In her first year of marriage, she had tragically lost her sister to cancer and had now been diagnosed with cancer herself. Life wasn’t nearly as picture-perfect as she had imagined it would be when she got married.
Kasi found herself in an MRI machine, literally flooding it and her hospital gown with tears, desperately pleading to God for good news. The good news did come: The MRI showed the cancer was contained to her breast and hadn’t spread. The hard recovery of a double mastectomy followed, including chemo and its side effects of hair loss and the near impossibility of having children.
Kasi and her husband Jamey, knowing the difficulty of starting a family while undergoing cancer treatments, decided to try invitrofertilization. Having frozen several embryos, after the chemotherapy treatments were finished, Kasi and Jamey moved on in the IVF process, only to miscarry a child. The second IVF attempt failed, and they gave up trying to start a family.
But almost two years later, to their surprise, Kasi was pregnant, and delightfully welcomed their first son, Mason. Life was busy, full and joy, firsts and surprises—like the surprise of being pregnant again only three months after Mason’s birth. And another not-so-nice surprise of finding another lump; the cancer had returned. Another surgery was needed as soon as possible.

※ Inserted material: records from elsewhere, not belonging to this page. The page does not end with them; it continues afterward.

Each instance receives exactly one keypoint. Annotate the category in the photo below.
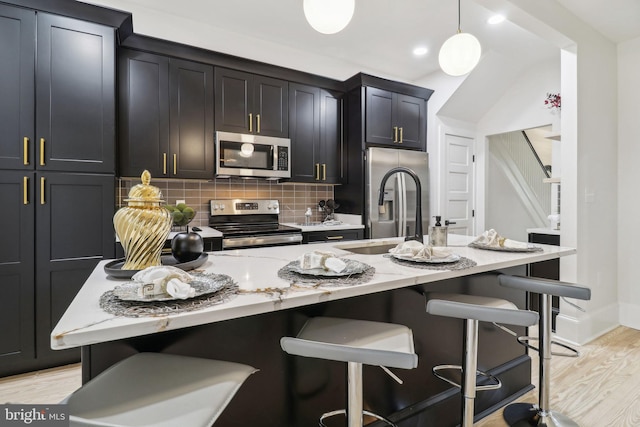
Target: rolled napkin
(493, 239)
(164, 280)
(419, 251)
(328, 261)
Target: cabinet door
(379, 117)
(331, 137)
(233, 92)
(144, 114)
(74, 215)
(17, 63)
(270, 107)
(191, 112)
(75, 95)
(304, 130)
(16, 269)
(410, 118)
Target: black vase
(187, 247)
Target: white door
(459, 184)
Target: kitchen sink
(369, 248)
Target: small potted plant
(185, 246)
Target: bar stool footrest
(524, 340)
(344, 412)
(494, 386)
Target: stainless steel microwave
(254, 156)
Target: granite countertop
(256, 273)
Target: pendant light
(460, 53)
(329, 16)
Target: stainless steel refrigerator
(399, 194)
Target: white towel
(419, 251)
(325, 260)
(164, 280)
(492, 239)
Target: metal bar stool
(541, 414)
(356, 342)
(157, 389)
(474, 309)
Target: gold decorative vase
(143, 226)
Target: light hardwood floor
(600, 388)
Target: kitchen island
(290, 391)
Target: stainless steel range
(251, 223)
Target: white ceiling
(379, 39)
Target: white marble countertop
(85, 323)
(543, 231)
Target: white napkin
(164, 280)
(418, 251)
(493, 239)
(325, 260)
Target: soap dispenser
(307, 216)
(438, 233)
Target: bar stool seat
(525, 414)
(160, 390)
(474, 309)
(355, 342)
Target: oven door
(252, 156)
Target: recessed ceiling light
(496, 19)
(420, 51)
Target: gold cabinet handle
(335, 237)
(41, 151)
(42, 199)
(25, 150)
(25, 190)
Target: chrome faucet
(381, 209)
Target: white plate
(442, 260)
(203, 284)
(353, 267)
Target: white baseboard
(630, 315)
(588, 326)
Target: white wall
(629, 182)
(521, 107)
(589, 161)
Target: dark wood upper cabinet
(250, 103)
(75, 95)
(166, 116)
(394, 119)
(144, 113)
(64, 119)
(316, 136)
(191, 119)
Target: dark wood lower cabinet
(58, 227)
(291, 391)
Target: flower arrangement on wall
(553, 101)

Five months pregnant, she had to make the decision to postpone chemotherapy treatments until after baby number two was born.
Tucker was born right on time, and within two months Kasi began a sequence of 35 radiation treatments. Swirled in children and doctor appointments, Kasi was able to bravely face each cancer treatment one day at a time with the help of her family members.

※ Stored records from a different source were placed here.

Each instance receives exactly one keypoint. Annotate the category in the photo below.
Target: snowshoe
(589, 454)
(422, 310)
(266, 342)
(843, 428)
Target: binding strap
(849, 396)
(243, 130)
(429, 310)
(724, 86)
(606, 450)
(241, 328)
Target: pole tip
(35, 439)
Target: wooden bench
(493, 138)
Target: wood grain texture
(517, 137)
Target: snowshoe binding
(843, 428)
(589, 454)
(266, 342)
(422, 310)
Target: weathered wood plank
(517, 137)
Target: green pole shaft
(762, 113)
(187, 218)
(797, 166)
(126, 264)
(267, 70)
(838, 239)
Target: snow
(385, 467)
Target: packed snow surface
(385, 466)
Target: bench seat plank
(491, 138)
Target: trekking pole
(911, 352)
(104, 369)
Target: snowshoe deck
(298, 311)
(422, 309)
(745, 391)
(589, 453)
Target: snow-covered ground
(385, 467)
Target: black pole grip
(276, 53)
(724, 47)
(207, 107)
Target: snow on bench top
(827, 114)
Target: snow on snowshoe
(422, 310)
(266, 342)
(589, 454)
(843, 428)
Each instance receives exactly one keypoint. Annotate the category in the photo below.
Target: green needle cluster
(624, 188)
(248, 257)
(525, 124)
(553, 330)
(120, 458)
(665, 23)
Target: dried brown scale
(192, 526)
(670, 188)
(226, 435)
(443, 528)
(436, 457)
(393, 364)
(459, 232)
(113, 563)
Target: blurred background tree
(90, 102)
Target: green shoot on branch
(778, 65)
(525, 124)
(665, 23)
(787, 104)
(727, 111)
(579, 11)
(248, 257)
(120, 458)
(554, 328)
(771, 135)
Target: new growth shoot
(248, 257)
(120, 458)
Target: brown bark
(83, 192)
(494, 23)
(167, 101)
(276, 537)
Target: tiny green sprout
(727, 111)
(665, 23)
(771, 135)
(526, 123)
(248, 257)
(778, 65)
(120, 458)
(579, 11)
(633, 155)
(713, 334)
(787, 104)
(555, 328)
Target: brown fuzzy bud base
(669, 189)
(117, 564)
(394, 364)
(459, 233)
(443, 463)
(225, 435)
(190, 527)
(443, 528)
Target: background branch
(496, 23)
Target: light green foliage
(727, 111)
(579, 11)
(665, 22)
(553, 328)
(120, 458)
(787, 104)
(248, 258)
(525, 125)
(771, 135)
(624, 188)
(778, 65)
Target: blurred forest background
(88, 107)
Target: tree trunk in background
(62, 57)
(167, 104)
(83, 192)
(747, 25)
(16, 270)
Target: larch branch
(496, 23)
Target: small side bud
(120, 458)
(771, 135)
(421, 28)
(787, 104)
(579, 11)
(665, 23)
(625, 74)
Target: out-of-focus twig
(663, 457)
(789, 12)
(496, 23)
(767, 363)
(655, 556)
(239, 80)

With God All Cancer Is Possible
Currently, Kasi is all clear and cancer free, but there is always the fear that cancer might attack again. Because of her family history and the odds of cancer returning, Kasi has decided to be as preventative as humanly possible. This past May, at the suggestion of multiple doctors, Kasi underwent a voluntary hysterectomy.
But it’s not faith in the medical expert or preventative care that gives Kasi security. It’s faith in God—a faith that has been tested through staggering losses and unexpected cancer. Through her journey, Kasi realizes there are some answers she will never have. But she has discovered God’s consistency in an unpredictable and volatile world.
Kasi says there are times when the destruction of cancer feels like a losing battle. Her mom is currently on her fourth cancer battle; Kasi watches and admires her mom’s amazing strength while she undergoes yet another round of chemo.
The story isn’t over for Kasi and her family. They continue to walk in God’s strength and hope throughout their individual and collective fight with cancer. Even in the hardest moments of cancer, Kasi says they have encountered the unparalleled faithfulness of God.
“I don’t know how people go through things like cancer without God. It’s unimaginable to me.”